SE LLAMA DIABLO AL DIOS DE LOS VENCIDOS
Parece tarea casi imposible resistirse a la inmensa corriente de ocurrencias e ideas (las menos) sobre la situación del PSOE. El hundimiento electoral del pasado año, el reciente de Galicia y Euskadi, y el que se avecina en Cataluña dejan a las claras que la ciudadanía ha identificado al principal causante de sus males y está dispuesta a hacérselo pagar. No hay excusas que valgan y los que por dos veces dieron el triunfo electoral a ZP no solo han vuelto la espalda a su sucesor, sino que lo estigmatizan del mismo pecado, por haber sido cooperador necesario. Completada la descarga de tan justa ira, la realidad nos muestra una situación empeorada por los talibanes del recorte y que podrá ir a peor por los emplazamientos nacionalistas.
Con un panorama tan poco halagüeño por delante, son múltiples las voces que claman por una renovación del PSOE, por cambios en la dirección, por actualizar el discurso político, por la refundación o se corre el peligro de que desaparezca un referente fundamental para el juego democrático de nuestra sociedad. Y estas peticiones se realizan lo mismo desde dentro del propio partido que desde fuera, con intenciones más o menos confesables.
El PSOE fue fundado el 2 de mayo de 1879 en una reunión celebrada en la madrileña «Casa Labra», presidida por Pablo Iglesias, que congregó a un destacado grupo de tipógrafos e intelectuales. Nunca tuvo una vida interna fácil ni sosegada y, casi a las primeras de cambio, cuando tomaba cuerpo y presencia, sufrió la escisión de las Juventudes Socialistas que se pasaron a la III Internacional para crear el PCE. Asumió un comportamiento irregular durante la revolución de 1934 y enfrentamientos internos durante la Guerra Civil, terminando el sector moderado, encabezado por Julián Besteiro, sumándose al golpe del coronel Casado contra el gobierno Negrín. La división siguió en el exilio, hasta que en 1974, durante el Congreso de Suresnes, asumió el control Felipe González, como nuevo líder de cara al futuro sin el dictador Franco. Felipe González decide que el marxismo es una doctrina política obsoleta y un pesado fardo que impide llegar al poder. Su propuesta de cambio es derrotada en el XXVIII Congreso (mayo de 1979), pero tras dimitir de su puesto de dirección, vuelve en olor de multitudes en septiembre, empezando a preparar al PSOE para las tareas de gobierno que la descomposición del centro-derecha de UCD habrían de facilitar, con algún sobresalto que otro.

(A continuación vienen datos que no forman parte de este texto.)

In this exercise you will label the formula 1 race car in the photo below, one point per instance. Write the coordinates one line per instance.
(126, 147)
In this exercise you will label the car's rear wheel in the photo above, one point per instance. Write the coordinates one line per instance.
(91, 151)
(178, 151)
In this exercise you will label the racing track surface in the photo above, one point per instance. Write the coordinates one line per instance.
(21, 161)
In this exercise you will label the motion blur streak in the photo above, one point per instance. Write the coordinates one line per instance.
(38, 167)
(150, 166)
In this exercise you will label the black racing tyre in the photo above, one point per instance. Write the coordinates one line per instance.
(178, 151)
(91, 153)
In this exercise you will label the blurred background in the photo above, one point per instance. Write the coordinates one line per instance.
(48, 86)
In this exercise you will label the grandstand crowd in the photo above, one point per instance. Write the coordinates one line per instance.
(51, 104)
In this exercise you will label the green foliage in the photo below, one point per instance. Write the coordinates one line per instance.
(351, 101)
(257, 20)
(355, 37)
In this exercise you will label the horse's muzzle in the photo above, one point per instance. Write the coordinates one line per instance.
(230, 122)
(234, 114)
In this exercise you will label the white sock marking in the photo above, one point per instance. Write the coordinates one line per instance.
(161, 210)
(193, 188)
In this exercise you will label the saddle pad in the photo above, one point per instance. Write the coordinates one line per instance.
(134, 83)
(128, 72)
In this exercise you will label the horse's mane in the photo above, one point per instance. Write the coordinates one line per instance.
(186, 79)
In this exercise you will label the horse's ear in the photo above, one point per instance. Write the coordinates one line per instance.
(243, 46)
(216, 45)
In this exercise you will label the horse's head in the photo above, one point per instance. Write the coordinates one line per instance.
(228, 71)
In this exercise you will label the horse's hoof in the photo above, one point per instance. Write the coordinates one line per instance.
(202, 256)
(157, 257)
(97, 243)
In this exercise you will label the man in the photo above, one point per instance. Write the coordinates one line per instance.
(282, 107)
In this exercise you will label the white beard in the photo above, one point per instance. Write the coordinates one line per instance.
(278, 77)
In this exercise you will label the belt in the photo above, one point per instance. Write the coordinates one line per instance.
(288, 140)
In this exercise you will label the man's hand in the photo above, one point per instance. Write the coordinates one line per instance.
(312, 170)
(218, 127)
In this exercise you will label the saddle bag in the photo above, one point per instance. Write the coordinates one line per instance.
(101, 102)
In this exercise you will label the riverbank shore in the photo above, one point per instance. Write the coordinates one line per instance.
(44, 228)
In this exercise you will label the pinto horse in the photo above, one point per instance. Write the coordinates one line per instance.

Arrojado por la borda el marxismo, los fundamentos de la socialdemocracia, el capitalismo renano que configuraba la esencia del «estado de bienestar», están ardiendo en el crematorio que han montado los apóstoles del ajuste presupuestario. Y uno de los fogoneros más destacados, con independencia de algún que otro logro social, fue ZP, que no supo resistirse al Diktat que en 2010 le ordenaron desde Bruselas y Berlín, para iniciar la poda y saneamiento de la economía española y, de forma especial, la salvación del sector bancario. Así las cosas, y con el pecado de ser el responsable de la crisis en que se hunde la sociedad, el PSOE es acusado de extremista, de radical, mientras que otra parte del pliego de cargos señala que no mueve un dedo, que está dejando bastante de su espacio político a la izquierda radicalizada (Andalucía, Galicia). A la espera de estudios sociológicos que lo corroboren, cabría señalar que el PSOE decrece al tiempo que lo hace la clase media, una de sus principales bases de apoyo. Es de esperar una pronta reacción de sus dirigentes, para volver a sintonizar con la ciudadanía. Caso contrario, un futuro congreso, no demasiado lejano, podría llevarles al principio: a que todos los militantes cupieran de nuevo en «Casa Labra».